I doubt it.
Why?
Because the individual mandate, designed to "require" young, healthy Americans to buy health insurance never worked. The young, healthy millennials I spoke to just did the math - 5% of their income or a minimum of $695, whichever is lower - and compared that to hundreds of dollars a month to buy insurance they may not use? They just paid the penalty. Or they didn't.
Fact is, the IRS had no real way to enforce the individual mandate. The IRS can’t bill people that didn’t buy health insurance. It can’t garnish their wages, threaten tax evasion charges or report them to the credit bureaus. All it can do is deduct the fine from their tax return. If they have the right amount withdrawn, they won't get a tax refund to deduct the penalty from.

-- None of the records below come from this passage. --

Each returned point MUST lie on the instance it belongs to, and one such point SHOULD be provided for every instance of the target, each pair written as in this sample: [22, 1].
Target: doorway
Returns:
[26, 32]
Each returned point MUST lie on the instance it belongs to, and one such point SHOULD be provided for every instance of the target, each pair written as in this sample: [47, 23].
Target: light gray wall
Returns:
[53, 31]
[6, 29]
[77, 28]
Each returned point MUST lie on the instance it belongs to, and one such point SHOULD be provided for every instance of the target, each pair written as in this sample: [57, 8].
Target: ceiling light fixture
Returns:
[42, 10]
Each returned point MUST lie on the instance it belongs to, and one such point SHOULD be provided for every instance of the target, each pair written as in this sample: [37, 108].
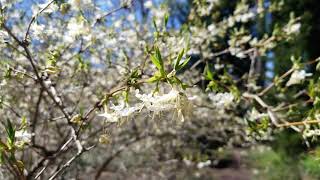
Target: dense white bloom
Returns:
[297, 77]
[255, 115]
[158, 103]
[221, 99]
[80, 4]
[50, 9]
[174, 100]
[118, 112]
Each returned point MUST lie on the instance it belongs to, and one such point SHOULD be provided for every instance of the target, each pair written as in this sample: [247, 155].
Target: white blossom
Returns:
[221, 99]
[148, 4]
[118, 112]
[298, 77]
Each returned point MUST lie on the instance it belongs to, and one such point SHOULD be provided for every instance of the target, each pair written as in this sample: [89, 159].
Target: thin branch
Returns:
[34, 18]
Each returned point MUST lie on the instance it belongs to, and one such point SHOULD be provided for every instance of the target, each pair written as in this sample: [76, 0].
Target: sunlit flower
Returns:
[115, 113]
[174, 100]
[221, 99]
[298, 77]
[148, 4]
[22, 137]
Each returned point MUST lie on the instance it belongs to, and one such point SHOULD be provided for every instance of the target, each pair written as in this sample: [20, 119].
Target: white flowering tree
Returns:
[83, 82]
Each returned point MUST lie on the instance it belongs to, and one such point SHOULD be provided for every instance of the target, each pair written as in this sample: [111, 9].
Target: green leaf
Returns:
[155, 61]
[158, 62]
[184, 63]
[153, 79]
[166, 18]
[178, 59]
[10, 133]
[155, 24]
[209, 74]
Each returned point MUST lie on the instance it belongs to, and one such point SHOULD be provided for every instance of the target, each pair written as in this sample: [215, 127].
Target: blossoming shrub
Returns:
[83, 84]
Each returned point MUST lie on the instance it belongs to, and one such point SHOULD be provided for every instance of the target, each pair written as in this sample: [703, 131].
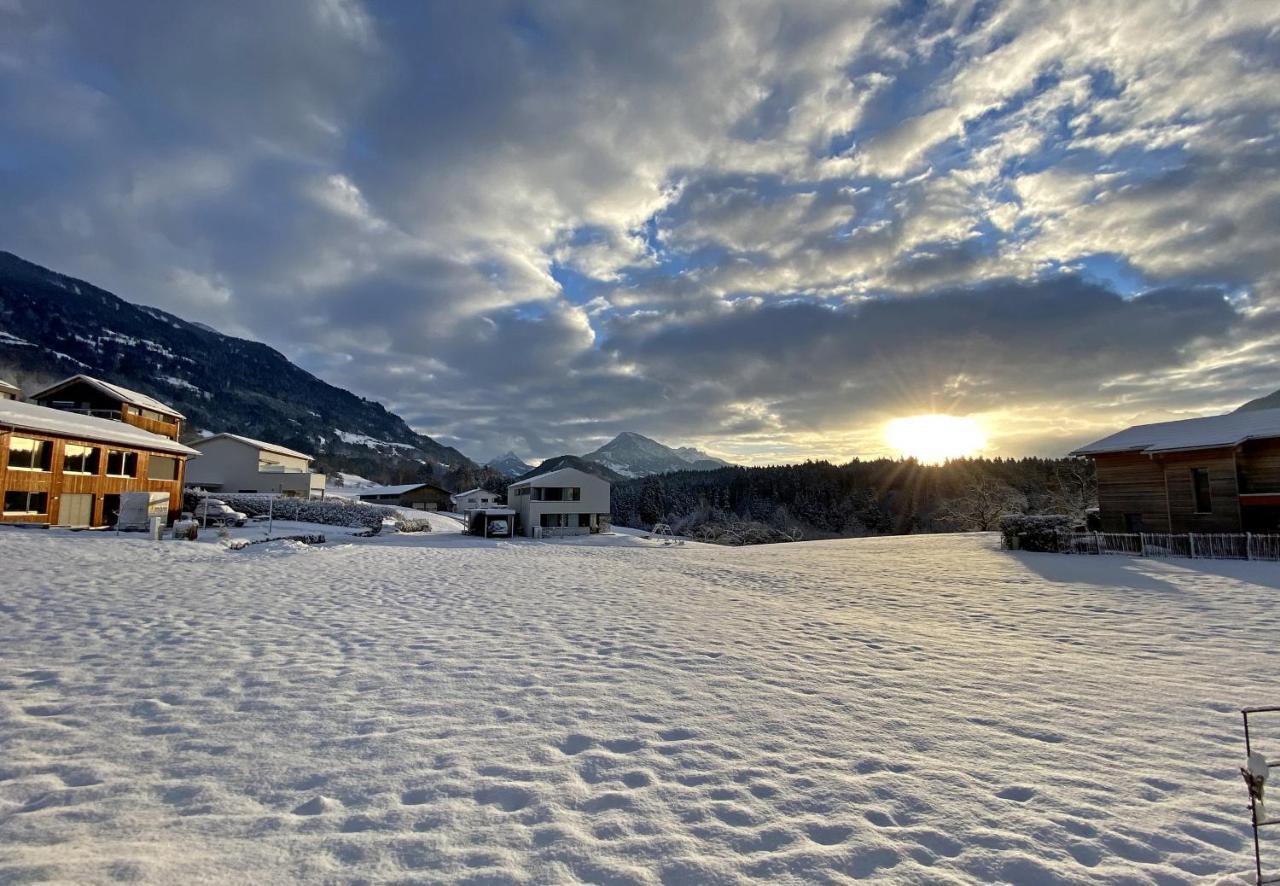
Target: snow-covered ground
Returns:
[446, 708]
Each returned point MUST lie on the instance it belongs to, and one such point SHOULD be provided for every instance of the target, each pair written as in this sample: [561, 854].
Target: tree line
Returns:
[880, 497]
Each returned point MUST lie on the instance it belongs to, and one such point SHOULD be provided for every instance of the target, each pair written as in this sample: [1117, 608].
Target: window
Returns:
[80, 459]
[1200, 487]
[27, 455]
[26, 502]
[122, 464]
[159, 467]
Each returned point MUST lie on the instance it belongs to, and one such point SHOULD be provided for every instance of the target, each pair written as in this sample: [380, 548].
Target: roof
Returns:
[365, 492]
[44, 420]
[558, 475]
[123, 394]
[1211, 433]
[461, 494]
[256, 444]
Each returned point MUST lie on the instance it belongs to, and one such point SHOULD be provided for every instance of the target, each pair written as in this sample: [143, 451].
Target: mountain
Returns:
[510, 465]
[632, 455]
[54, 325]
[574, 461]
[1270, 401]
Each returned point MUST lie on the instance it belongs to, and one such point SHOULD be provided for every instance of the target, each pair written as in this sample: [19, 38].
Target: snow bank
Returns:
[906, 709]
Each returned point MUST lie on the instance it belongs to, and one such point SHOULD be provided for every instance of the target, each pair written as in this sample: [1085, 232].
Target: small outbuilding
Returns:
[490, 521]
[417, 496]
[474, 499]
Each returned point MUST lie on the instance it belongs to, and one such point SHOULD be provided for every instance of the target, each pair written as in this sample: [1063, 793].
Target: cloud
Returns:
[750, 225]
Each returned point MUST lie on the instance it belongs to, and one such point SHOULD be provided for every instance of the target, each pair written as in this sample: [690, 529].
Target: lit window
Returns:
[26, 503]
[122, 464]
[159, 467]
[80, 459]
[1201, 488]
[27, 455]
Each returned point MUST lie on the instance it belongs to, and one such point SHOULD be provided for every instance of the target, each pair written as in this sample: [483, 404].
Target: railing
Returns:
[1207, 546]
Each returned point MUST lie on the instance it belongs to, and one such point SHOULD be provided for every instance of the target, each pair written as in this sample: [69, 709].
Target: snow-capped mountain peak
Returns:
[635, 455]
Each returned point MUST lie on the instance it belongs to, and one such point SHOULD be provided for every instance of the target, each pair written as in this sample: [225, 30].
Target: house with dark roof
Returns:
[1220, 474]
[86, 394]
[231, 462]
[416, 496]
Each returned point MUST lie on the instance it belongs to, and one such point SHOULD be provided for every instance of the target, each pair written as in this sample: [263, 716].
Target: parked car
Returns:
[216, 512]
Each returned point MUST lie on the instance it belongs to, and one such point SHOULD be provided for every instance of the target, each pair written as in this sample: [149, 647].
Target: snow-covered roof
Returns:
[123, 394]
[558, 475]
[389, 491]
[1211, 433]
[464, 494]
[256, 444]
[44, 420]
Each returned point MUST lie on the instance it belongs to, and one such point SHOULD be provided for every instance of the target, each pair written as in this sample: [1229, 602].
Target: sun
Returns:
[935, 438]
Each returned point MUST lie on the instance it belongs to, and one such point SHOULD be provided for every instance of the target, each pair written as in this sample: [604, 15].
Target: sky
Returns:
[759, 228]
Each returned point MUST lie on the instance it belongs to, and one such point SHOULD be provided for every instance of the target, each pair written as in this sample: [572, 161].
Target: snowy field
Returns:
[449, 709]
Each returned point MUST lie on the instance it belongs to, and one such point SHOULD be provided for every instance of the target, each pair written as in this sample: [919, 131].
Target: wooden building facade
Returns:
[1201, 475]
[71, 470]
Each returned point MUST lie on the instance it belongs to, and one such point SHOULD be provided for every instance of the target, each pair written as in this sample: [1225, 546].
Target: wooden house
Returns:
[86, 394]
[69, 469]
[417, 496]
[1220, 474]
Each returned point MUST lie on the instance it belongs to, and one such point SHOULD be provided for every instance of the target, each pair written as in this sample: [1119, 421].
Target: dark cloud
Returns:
[762, 225]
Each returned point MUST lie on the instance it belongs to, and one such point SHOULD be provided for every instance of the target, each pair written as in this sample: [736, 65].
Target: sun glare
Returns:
[935, 438]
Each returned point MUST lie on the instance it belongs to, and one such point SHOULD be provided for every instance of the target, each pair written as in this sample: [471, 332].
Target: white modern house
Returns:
[474, 499]
[561, 502]
[231, 462]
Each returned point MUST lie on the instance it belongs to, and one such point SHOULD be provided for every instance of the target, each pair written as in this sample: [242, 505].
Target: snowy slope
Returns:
[909, 709]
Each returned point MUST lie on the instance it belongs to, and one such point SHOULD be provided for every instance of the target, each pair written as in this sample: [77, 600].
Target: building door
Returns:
[76, 510]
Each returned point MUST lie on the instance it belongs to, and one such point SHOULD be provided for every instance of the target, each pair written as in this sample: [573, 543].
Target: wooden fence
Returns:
[1207, 546]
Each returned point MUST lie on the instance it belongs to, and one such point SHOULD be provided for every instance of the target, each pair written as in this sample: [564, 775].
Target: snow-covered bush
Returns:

The fear that only those who need health insurance will buy health insurance was already happening.
But let's talk about the real problem here.
An opaque, inefficient health care system with skyrocketing, unsustainable costs.
Health insurance, while not lily-white in their dealings, has nothing to do with this real problem and fretting over young, healthy people buying health insurance will not fix the real problem.
We need a transparent, accountable, affordable health care system.
As I've said before, if health insurance and the government, who are both practicing medicine without a license, stepped aside, and it was just consumers and providers, health care would get fixed in a jiffy!
Gee. How about health insurance companies and the government pitching in with a clear focus on empowering consumers, then staying out of the way!
We've still got a long way to go. I know you're weary - and so am I. But we've got to keep stating that we want consumer-driven health care - now.